Mes nus dissimulent les détails du corps plus qu’ils ne le dévoilent. Ils mettent en avant ses lignes et ses formes. Du coup, les modèles sont en totale confiance. Elle savent que leur image sera magnifiée. En pratique, j’ai beaucoup plus de candidatures que de temps pour toutes les photographier.
J’ai lu que vos modèles participaient activement à tout le processus du développement photo, pourriez-vous nous parler de la relation que vous avez avec vos modèles lors de vos shootings ?

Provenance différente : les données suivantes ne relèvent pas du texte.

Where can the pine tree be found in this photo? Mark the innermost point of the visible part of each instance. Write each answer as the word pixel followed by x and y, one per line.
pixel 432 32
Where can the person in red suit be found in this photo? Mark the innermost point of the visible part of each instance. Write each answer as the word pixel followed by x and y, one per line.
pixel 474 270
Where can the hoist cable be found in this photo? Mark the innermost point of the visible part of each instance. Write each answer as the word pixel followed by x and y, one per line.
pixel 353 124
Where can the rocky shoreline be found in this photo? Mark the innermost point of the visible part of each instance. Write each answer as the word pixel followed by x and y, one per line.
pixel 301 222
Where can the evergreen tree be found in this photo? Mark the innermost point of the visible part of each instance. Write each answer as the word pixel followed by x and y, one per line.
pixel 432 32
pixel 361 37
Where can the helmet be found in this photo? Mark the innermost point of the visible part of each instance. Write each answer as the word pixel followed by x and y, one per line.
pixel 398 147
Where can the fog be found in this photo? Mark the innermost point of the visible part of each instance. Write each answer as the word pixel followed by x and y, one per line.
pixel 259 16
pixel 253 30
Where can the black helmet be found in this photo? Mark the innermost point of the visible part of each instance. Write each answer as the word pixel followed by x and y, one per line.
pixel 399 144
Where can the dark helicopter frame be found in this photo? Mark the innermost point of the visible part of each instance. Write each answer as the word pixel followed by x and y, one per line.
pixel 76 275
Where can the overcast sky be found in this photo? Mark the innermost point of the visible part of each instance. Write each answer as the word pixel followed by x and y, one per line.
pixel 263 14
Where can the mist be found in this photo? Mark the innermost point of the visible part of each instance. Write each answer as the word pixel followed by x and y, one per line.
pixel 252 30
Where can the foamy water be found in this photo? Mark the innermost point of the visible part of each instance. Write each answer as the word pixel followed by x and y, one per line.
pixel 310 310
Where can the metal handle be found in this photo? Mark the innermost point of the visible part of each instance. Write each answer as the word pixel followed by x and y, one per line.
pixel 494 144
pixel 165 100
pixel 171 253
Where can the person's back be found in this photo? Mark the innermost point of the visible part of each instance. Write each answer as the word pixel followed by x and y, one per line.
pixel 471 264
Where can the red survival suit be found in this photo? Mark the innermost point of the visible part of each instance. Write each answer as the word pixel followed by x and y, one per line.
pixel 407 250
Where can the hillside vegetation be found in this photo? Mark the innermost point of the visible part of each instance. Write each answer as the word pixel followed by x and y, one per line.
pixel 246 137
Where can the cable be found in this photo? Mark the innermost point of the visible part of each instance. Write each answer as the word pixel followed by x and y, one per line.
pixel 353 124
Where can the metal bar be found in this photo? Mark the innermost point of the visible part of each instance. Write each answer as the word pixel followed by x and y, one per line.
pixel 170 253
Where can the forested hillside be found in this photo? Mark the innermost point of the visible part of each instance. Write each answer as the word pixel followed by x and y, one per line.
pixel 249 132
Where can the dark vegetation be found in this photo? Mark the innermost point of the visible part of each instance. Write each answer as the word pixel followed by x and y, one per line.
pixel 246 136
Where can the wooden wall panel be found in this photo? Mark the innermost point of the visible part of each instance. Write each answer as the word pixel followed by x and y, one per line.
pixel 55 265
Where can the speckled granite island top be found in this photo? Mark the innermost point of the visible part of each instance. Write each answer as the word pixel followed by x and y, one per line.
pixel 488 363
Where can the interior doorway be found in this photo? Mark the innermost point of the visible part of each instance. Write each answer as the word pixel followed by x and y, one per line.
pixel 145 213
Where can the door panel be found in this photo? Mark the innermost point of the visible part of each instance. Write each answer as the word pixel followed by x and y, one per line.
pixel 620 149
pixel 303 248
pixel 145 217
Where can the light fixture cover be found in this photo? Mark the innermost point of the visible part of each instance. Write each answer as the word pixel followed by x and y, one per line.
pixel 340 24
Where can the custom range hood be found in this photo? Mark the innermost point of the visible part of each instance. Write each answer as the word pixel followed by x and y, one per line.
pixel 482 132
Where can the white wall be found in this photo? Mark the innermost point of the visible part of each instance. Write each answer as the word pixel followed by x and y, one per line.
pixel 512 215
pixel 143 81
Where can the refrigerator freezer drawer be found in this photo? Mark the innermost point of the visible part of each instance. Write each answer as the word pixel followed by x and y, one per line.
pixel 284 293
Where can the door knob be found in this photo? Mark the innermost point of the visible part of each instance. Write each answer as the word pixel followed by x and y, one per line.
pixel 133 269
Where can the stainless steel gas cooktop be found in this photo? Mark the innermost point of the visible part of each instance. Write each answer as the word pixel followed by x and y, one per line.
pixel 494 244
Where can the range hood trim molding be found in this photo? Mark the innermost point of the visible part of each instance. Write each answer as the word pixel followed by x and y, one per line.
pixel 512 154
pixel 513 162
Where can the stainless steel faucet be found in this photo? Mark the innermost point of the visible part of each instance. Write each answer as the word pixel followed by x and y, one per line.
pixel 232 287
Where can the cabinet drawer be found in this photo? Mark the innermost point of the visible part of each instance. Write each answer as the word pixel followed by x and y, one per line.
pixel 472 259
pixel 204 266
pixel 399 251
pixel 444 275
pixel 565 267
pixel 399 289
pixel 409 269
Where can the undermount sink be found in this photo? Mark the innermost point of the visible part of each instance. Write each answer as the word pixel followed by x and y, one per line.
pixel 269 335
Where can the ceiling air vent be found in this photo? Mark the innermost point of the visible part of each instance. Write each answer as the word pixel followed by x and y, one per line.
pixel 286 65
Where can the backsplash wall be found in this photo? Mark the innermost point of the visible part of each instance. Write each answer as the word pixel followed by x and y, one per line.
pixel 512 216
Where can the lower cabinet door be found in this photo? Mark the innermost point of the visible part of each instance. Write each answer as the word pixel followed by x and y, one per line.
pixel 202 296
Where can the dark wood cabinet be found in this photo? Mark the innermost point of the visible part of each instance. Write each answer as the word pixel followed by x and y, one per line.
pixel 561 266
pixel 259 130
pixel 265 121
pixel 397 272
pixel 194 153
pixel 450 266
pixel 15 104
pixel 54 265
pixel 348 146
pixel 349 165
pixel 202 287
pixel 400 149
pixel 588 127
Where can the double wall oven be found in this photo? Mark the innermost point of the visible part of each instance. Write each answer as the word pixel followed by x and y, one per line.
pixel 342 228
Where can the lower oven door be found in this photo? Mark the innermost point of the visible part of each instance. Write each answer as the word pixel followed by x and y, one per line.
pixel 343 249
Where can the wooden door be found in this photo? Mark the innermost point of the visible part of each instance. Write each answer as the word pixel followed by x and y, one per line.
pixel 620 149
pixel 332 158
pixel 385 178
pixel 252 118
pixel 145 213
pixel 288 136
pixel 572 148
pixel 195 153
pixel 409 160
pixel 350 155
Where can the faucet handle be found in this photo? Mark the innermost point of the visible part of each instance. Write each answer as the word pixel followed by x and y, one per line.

Ma communication avant les prises de vue vise à bien leur faire comprendre les paramètres techniques : rester dans la zone de mise au point des projections, vitesse et rythme des gestuelles. Angle du corps par rapport à l’éclairage. Je détaille en amont le vocabulaire que je vais utiliser pour les diriger. Pas toujours facile car la communication se fait souvent en anglais.
Pendant la prise de vue, j’alterne des périodes de contrôle précis des poses avec des temps où je les laisse s’exprimer librement. Après la séance je regarde les photos avec elles. Je leur demande de choisir les 5 qu’elles préfèrent. Cela m’enrichit d’avoir leur regard sur elles-mêmes et sur mes images.
Parfois, si le modèle le souhaite, ou si elle est graphiste, je lui demande en amont de créer de images à projeter sur elle-même, j’appelle cela des « créagrammes ».
Quel matériel utilisez vous pour vos séries ? Utilisez-vous un logiciel de retouche ?
J’utilise un Canon EOS 5D MarkIII. Mes objectifs préférés sont les zooms 70-200mm et le 17-40mm. Je développe les photos avec Lightroom. Je limite mon intervention à ce que j’aurais su faire en chambre noire, c’est-à-dire, ajustement des contrastes et des noirs.